Security Flaws In 150 HP Printers Let Hackers Steal Your Data But Is Your Model Affected?
Security researchers at F-Secure discovered security vulnerabilities affecting over 150 multi-function printer models from HP. That's the bad news. The worse news is, in addition to impacting so many printer models, these are labeled as Critical and High security flaws. Ready for the good news? HP has issued patches.
The disclosure comes on the heels of the PrintNightmare fiasco, though these are different bugs. According to security consultants Timo Hirvonen and Alexander Bolshev, the vulnerabilities have been around since at least 2013 and "in all likelihood, a lot of companies are using" affected printer models.
Out of the two vulnerabilities, the more serious of the two is tracked as CVE-2021-39238 with a Critical 9.3 rating. It's a font parsing bug, but part of what earned it a Critical rating is that it's wormable. That means attackers could create self-propagating malware that could spread to other vulnerable devices on the same network.
The other one with a High security rating of 7.1 is tracked as CVE-2021-39237. HP describes it as an information disclosure bug, with F-Secure adding that an attacker with code execution rights could silently steal cached information.
"This includes not only documents that are printed, scanned, or faxed, but also information like passwords and login credentials that connect the device to the rest of the network. Attackers could also use compromised MFPs as a beachhead to penetrate further into an organization’s network in pursuit of other objectives (such as stealing or changing other data, spreading ransomware, etc.)," F-Secure says.

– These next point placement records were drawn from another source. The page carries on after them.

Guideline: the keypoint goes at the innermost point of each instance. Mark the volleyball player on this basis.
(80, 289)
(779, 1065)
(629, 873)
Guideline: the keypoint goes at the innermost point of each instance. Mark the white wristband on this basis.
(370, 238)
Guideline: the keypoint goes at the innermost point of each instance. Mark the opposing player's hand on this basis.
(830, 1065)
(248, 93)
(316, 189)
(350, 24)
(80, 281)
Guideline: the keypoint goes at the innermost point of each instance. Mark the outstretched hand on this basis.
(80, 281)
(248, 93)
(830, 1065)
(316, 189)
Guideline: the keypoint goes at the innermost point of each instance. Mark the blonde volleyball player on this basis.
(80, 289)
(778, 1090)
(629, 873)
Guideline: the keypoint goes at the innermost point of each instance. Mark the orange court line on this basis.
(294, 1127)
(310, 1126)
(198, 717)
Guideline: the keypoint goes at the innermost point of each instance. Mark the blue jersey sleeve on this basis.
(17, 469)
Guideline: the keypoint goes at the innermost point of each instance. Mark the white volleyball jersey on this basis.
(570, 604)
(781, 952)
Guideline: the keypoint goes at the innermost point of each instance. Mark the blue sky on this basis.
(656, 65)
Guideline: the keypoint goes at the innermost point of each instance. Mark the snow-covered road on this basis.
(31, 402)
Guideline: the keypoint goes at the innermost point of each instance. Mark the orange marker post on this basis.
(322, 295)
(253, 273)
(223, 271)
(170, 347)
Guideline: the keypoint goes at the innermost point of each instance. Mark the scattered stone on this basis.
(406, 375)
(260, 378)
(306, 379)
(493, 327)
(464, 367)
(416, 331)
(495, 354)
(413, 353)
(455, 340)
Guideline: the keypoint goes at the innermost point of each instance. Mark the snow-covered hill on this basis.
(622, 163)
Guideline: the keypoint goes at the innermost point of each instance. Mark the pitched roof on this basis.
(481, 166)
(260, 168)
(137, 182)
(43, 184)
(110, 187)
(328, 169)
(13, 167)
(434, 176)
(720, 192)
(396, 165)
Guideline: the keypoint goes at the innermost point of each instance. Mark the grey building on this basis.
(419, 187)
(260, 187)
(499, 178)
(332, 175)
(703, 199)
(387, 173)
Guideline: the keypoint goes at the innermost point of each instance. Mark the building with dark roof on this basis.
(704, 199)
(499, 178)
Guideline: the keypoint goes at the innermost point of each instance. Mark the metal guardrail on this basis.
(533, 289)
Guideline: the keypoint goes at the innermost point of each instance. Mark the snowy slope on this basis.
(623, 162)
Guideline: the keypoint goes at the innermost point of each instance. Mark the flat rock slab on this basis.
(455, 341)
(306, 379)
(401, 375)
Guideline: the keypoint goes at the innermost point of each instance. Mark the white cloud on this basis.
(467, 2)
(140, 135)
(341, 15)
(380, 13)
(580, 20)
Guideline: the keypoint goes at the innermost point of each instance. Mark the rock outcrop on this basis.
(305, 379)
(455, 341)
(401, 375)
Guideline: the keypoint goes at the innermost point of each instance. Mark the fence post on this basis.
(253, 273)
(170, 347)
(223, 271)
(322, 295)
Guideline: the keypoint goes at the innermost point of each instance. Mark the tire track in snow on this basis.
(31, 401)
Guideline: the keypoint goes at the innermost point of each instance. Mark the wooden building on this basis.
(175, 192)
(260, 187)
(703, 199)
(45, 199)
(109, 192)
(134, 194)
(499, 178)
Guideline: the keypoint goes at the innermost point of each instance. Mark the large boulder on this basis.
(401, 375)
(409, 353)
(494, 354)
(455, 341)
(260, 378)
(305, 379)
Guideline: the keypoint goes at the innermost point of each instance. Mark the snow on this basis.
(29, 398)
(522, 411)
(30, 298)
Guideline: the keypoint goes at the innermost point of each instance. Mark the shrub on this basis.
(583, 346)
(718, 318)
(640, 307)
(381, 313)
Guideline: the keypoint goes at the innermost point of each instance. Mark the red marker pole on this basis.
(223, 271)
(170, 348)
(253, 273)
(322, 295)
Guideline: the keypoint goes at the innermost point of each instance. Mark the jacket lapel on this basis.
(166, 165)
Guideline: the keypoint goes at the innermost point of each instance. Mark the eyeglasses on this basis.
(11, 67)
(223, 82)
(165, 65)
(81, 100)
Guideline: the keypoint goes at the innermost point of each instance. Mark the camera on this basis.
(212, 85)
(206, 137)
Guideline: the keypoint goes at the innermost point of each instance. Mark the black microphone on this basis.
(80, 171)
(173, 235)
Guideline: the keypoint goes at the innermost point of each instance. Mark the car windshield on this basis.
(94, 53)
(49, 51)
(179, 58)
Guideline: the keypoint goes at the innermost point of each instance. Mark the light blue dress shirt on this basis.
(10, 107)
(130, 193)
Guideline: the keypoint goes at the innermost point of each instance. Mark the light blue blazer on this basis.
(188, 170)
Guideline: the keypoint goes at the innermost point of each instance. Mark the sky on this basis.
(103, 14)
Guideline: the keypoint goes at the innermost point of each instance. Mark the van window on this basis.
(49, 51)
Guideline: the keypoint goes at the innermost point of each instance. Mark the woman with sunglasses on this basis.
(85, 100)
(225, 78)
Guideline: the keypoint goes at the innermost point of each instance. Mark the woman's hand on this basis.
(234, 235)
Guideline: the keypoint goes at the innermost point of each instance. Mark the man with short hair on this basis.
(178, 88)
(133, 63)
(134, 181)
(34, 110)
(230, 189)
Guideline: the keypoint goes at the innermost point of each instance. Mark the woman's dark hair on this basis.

That said, an attacker would need local access to a printer to exploit the vulnerability, hence the lower rating. In addition, F-Secure says these attacks require some skill to pull off, meaning they're likely too difficult for more casual hackers to exploit. Still, organizations that face high-skilled hackers should especially take these vulnerabilities seriously.
We can't find where HP outlines all 150+ models that are affected, though more broadly, the company notes these vulnerabilities exist on certain LaserJet, LaserJet Managed, PageWide, and PageWide units. Regardless of your printer model, you should check to see if there is an update available and if so, apply it right away.